More importantly, no matter how casual or unemotional or over-it you think you may be, having sex with someone you once shared an intimate connection with is going to infect you with a pretty serious ETD (Emotionally Transmitted Disease) — and those are tough to shake. In the framework of a relationship, sex is generally emotionally charged, an act that goes far beyond just skin-on-skin pleasure. Putting yourself right back in a physical situation that once glowed with smoldering passion and intense warmth has the potential to deliver a swift kick in the ass that may not only hold you back from separating yourself from your ex, but will set your healing process back a few bajillion steps.
If you’re missing your ex — suffering from an emotional hangover, if you will — ride it out like a champ just like you’d drag your ass through a brutal hangover. The antidote to your pain is not in piling on more of that which caused you to hurt in the first place. Whether that indulgence happens to take the form of a liquid, a comforting voice or a familiar body, using it as a quick fix is only going to make the already difficult healing process longer. In other words: tough it out, cut it out and get the hell over it. Hell, sleep with everyone else on campus if it juices your peach — just not your ex.

Haha Haha...YAYYYY for
Haha Haha...YAYYYY for Sexytime!
Dear Jenna B, Although I
Dear Jenna B,
Although I love the humor and quirkiness of your terminology ('sexytime'?), situational stories, and style, I have to let you know that those alone don't constitute a column. This semester, you have been focusing on relationships (bad ones especially) which is wonderful and all, but it seems that the column has stagnated a bit. I think I speak for a number of people when I say that we, your readers, would like to hear about some more unusual topics. Your Nov. 29th article ("Cornell's Secret Eating Club") is what I have in mind-- why not write about threesomes or porn or the intricacies of the human anatomy? Not only would the, *ahem*, research be entertaining, but so would your writing of the article and our reading of it!
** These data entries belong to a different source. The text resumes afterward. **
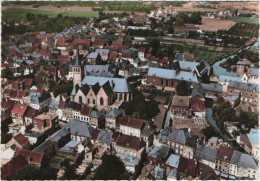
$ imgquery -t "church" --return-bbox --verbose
[69,51,132,111]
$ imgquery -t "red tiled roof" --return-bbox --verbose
[108,53,118,61]
[145,53,151,60]
[216,146,234,161]
[1,98,15,109]
[37,50,50,55]
[24,107,37,118]
[178,157,197,177]
[12,81,19,90]
[15,149,44,164]
[112,41,122,46]
[46,66,57,74]
[57,36,70,46]
[16,91,27,99]
[58,56,70,62]
[10,90,18,98]
[173,25,199,30]
[73,104,83,111]
[1,155,28,180]
[104,46,118,52]
[91,129,99,140]
[1,60,13,67]
[4,89,13,96]
[81,105,92,115]
[58,101,65,109]
[116,134,141,150]
[14,133,29,146]
[11,104,28,116]
[118,115,144,129]
[71,39,90,47]
[190,131,205,138]
[138,47,147,52]
[24,78,33,86]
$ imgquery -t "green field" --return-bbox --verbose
[2,8,98,20]
[232,16,259,24]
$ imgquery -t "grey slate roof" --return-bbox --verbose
[84,65,114,77]
[191,83,204,97]
[50,128,70,141]
[81,76,132,92]
[228,81,259,92]
[90,110,102,118]
[65,120,94,138]
[30,92,51,104]
[97,130,113,145]
[168,130,190,144]
[201,83,222,93]
[148,67,198,83]
[33,140,53,152]
[194,145,218,163]
[106,109,123,118]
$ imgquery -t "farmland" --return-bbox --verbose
[2,8,98,20]
[232,16,259,24]
[200,17,236,31]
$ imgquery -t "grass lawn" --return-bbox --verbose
[232,16,259,24]
[2,8,98,20]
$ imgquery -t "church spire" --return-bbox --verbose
[75,47,81,66]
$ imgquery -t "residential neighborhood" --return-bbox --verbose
[0,1,260,180]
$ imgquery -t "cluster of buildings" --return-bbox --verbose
[1,5,259,180]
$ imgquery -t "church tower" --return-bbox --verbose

Columns are like positions... you can stay in Missionary the whole time, or you could go through the whole Kama Sutra.
Thanks much!
I disagree with the previous
I disagree with the previous comment. I think that your situational stories are what differentiate between your column and a worthless sex trivia book. And besides, there are few people who can't relate to this column. Yes, a sex column is supposed to be raw and raunchy, but a good sex column carries some type of underlying message. This article was crudely written with a not-so-crude message. Well done!